For our protocol, it is in its best interest to focus on real data and analyse which deployments make sense. The two apparent extreme approaches are undesirable and would produce the worst outcome - this being to deploy everywhere (Shotgun or Sushiswap approach) or deploy nowhere. The optima lies somewhere in between.
This post is here to analyse relevant factors and suggest a framework to engage in a fruitful discussion with everyone.
First, we should discuss what are the current possibilities. For that, let’s set up categories and order them from the most relevant target to least:
- EVM compatible Layer 2 (e.g. Optimism, Arbitrum)
- EVM compatible Layer 1 (e.g. Binance Smartchain, Fantom, Avalanche)
- non-EVM compatible Layer 2 (e.g.

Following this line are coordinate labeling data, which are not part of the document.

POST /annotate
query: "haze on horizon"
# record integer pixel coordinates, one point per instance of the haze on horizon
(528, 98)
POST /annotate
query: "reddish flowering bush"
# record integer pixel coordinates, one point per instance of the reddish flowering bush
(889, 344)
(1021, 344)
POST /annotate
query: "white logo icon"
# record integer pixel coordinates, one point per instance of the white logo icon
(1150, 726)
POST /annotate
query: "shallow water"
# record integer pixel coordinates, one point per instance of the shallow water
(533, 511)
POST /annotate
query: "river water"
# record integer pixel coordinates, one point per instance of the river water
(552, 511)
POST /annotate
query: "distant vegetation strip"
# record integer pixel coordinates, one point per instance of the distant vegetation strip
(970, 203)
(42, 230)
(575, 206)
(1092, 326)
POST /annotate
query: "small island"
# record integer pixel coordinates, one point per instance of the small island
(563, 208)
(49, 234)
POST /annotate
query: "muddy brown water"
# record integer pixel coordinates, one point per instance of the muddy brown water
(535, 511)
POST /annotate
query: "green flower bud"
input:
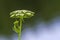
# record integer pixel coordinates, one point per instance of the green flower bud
(21, 13)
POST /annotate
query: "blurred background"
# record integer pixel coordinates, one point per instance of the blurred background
(45, 25)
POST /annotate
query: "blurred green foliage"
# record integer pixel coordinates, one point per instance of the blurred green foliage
(44, 10)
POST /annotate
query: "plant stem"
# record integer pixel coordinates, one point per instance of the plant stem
(19, 34)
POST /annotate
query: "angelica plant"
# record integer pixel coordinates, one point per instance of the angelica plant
(20, 14)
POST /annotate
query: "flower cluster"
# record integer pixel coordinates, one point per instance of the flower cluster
(21, 13)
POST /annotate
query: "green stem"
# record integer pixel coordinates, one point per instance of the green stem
(19, 35)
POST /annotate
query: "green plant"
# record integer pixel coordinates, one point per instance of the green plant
(20, 14)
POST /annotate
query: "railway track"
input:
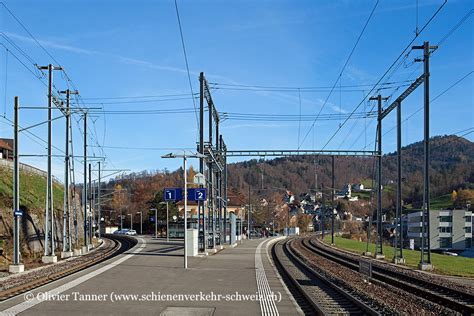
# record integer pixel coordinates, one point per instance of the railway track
(453, 299)
(313, 291)
(27, 282)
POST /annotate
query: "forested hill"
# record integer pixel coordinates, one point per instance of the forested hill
(452, 167)
(452, 162)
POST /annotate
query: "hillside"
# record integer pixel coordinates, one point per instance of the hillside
(452, 167)
(451, 163)
(32, 202)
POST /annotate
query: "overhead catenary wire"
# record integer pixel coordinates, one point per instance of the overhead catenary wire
(342, 71)
(187, 65)
(386, 72)
(433, 100)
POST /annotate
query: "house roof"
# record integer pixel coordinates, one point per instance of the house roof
(6, 143)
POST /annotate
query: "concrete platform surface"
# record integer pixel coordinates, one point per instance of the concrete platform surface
(150, 280)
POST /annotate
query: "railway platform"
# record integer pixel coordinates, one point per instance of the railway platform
(149, 279)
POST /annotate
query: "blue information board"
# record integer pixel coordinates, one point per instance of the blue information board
(197, 194)
(173, 194)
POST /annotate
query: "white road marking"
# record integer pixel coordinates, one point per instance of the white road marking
(267, 306)
(35, 301)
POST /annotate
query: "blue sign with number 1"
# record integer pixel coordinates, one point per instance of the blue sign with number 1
(173, 194)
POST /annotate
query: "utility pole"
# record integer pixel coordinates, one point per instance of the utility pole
(399, 227)
(85, 248)
(425, 262)
(16, 267)
(218, 190)
(333, 191)
(67, 249)
(211, 214)
(201, 216)
(141, 222)
(323, 209)
(90, 206)
(378, 246)
(49, 242)
(248, 217)
(224, 148)
(98, 203)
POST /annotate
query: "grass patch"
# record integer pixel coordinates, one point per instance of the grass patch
(32, 190)
(443, 264)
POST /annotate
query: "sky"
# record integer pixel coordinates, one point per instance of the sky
(119, 53)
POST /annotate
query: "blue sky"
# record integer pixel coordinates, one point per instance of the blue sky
(133, 48)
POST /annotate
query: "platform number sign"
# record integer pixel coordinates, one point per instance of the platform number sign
(197, 194)
(173, 194)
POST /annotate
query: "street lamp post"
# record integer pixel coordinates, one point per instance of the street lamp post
(167, 224)
(141, 222)
(156, 221)
(167, 221)
(185, 157)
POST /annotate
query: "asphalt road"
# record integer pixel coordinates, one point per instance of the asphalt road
(150, 280)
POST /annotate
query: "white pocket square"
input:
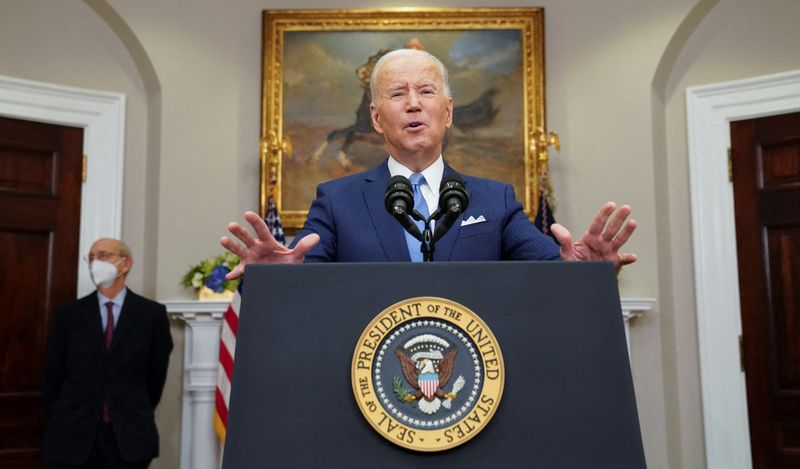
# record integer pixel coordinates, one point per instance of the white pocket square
(472, 220)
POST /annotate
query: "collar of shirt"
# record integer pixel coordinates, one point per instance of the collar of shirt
(118, 302)
(433, 178)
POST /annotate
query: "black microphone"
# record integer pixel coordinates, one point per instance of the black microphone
(453, 201)
(400, 202)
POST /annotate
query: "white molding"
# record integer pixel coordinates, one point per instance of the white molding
(200, 448)
(710, 109)
(632, 308)
(102, 116)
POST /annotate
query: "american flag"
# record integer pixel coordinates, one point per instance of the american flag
(544, 214)
(227, 341)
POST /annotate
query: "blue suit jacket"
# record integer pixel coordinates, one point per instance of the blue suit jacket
(354, 226)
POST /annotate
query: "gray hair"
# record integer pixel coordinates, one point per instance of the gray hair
(373, 79)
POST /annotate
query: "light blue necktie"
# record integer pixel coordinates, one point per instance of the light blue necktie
(421, 206)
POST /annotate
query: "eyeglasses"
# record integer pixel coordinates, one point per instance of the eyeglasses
(102, 256)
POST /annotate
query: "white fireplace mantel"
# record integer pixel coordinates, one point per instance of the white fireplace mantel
(200, 448)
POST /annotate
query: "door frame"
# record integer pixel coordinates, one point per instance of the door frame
(710, 109)
(102, 116)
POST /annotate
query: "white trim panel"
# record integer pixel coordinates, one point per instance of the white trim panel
(102, 116)
(710, 109)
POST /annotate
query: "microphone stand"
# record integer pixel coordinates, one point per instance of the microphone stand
(427, 243)
(428, 239)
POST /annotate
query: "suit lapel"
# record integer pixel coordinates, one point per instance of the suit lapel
(389, 231)
(444, 247)
(127, 318)
(90, 314)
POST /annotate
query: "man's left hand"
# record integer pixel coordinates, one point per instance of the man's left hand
(603, 240)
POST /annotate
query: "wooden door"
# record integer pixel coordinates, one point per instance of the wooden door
(766, 180)
(40, 189)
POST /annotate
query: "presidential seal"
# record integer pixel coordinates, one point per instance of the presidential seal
(427, 374)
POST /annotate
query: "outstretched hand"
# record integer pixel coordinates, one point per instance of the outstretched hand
(264, 249)
(603, 240)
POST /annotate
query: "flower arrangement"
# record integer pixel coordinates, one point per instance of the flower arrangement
(210, 274)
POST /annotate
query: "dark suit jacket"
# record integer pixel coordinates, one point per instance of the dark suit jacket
(80, 376)
(354, 226)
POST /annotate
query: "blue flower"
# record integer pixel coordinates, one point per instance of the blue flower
(216, 280)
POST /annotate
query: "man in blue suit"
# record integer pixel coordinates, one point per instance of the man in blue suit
(412, 108)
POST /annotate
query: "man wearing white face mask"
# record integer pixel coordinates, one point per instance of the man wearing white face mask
(105, 368)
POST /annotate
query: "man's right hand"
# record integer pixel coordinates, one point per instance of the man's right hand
(264, 249)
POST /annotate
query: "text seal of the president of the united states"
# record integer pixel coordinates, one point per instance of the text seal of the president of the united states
(427, 374)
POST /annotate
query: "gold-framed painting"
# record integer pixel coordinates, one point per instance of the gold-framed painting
(315, 123)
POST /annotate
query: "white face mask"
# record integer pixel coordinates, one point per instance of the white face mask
(103, 273)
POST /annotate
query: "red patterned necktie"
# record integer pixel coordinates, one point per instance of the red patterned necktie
(109, 324)
(109, 335)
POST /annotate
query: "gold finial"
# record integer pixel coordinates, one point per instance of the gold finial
(272, 147)
(541, 140)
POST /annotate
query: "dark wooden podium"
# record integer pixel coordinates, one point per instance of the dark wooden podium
(568, 400)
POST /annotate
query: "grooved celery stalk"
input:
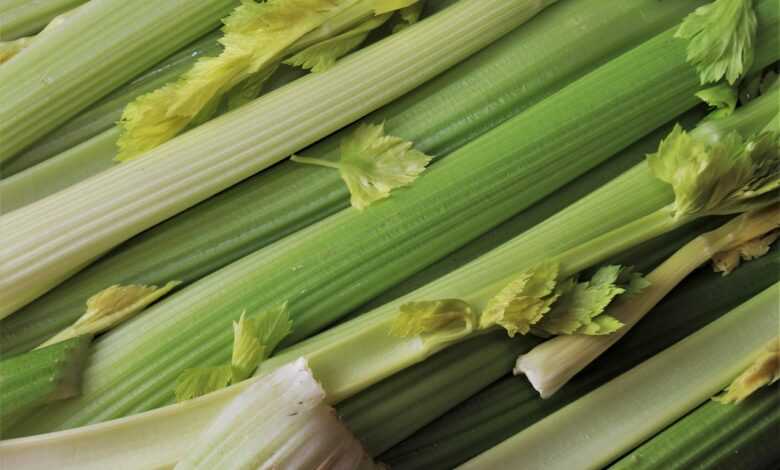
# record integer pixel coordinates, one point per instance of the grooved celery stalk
(97, 214)
(511, 404)
(715, 436)
(329, 268)
(106, 43)
(80, 162)
(439, 117)
(38, 377)
(105, 113)
(23, 17)
(168, 431)
(632, 407)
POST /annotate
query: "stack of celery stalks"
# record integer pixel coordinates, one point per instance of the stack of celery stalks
(422, 234)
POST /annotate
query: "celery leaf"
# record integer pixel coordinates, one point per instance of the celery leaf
(524, 301)
(256, 35)
(254, 339)
(721, 97)
(372, 164)
(196, 382)
(579, 304)
(727, 261)
(323, 55)
(409, 16)
(433, 316)
(764, 371)
(722, 178)
(721, 38)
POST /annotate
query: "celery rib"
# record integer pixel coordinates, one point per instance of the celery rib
(102, 116)
(105, 44)
(323, 285)
(134, 196)
(20, 17)
(439, 117)
(511, 404)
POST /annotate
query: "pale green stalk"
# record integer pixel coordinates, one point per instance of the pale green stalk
(25, 17)
(104, 114)
(614, 418)
(298, 270)
(100, 213)
(550, 365)
(105, 44)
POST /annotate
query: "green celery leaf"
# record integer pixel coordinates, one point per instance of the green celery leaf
(373, 164)
(432, 316)
(722, 37)
(721, 97)
(524, 301)
(323, 55)
(722, 178)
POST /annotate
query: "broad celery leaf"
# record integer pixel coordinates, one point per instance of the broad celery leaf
(256, 35)
(323, 55)
(254, 339)
(372, 164)
(722, 178)
(727, 261)
(722, 38)
(524, 301)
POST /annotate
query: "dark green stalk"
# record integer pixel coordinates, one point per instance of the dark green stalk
(327, 270)
(41, 376)
(715, 436)
(439, 117)
(510, 405)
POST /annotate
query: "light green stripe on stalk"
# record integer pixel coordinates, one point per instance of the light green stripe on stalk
(25, 17)
(511, 404)
(621, 414)
(105, 113)
(484, 182)
(98, 214)
(157, 437)
(82, 161)
(715, 436)
(438, 117)
(105, 44)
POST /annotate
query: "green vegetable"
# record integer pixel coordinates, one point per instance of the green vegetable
(439, 117)
(511, 404)
(303, 274)
(102, 115)
(39, 377)
(742, 436)
(624, 412)
(722, 39)
(373, 163)
(61, 73)
(208, 159)
(22, 17)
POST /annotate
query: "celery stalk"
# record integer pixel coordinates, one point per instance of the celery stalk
(511, 404)
(632, 407)
(104, 45)
(103, 115)
(38, 377)
(123, 357)
(439, 117)
(168, 430)
(715, 436)
(134, 196)
(22, 17)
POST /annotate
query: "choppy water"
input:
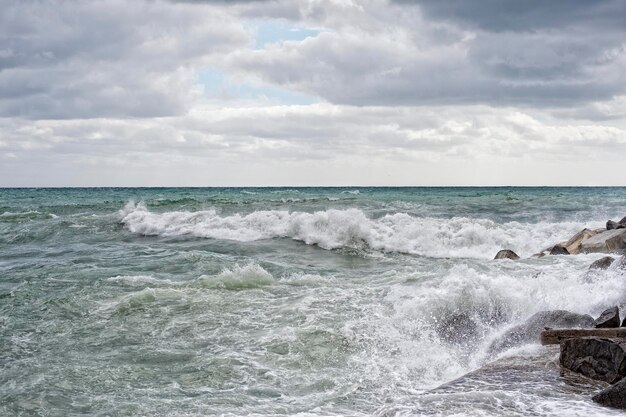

StarkWare)
- non-EVM compatible Layer 1
- non-smart contracts platforms (Cardano lol)
Why this order?
Firstly, EVM compatibility should be the most important factor. A specialized Layer 2 or a Layer 1 that is not EVM compatible would add significant development hours.
Secondly, Layer 2s to Ethereum are the natural extension to the Ethereum ecosystem in which mStable is rooted and where mStable users are based in and therefore the prefered choice. Bridges enable natively easy access.
What should we consider as points when it comes to evaluating deployment opportunities? mStable as a protocol needs some prerequisites. Without it, it can’t add value to the ecosystems. Let’s analyse what are the most important ones.
- Are there at minimum 3 similar priced assets available (e.g. Stablecoins pegged to USD) to create a basket?
– Similar in market cap to avoid mispricing.
- Is there an established lending market for these assets (e.g. Aave) to generate some yield for SAVE?
– Ideally, 2 lending markets that are considered safe (Tier 1 and Audited)
- Ideal timing: Is there an established AMM Swap market but no Stableswap?
- Is there already an ecosystem to expand around (To avoid 100% of the mAssets being deposited in SAVE)?.
This post offers a framework approach to new deployment opportunities. This is intentionally kept high level to start a discussion and not to get lost in details.
I am very eager to hear what you think and if you think there should be more, less or any other considerations that are relevant.
Next steps: We should come to some consensus around this approach and start to evaluate the market conditions. Hopefully, then we can have a good framework upon which we can rely to evaluate the landscape.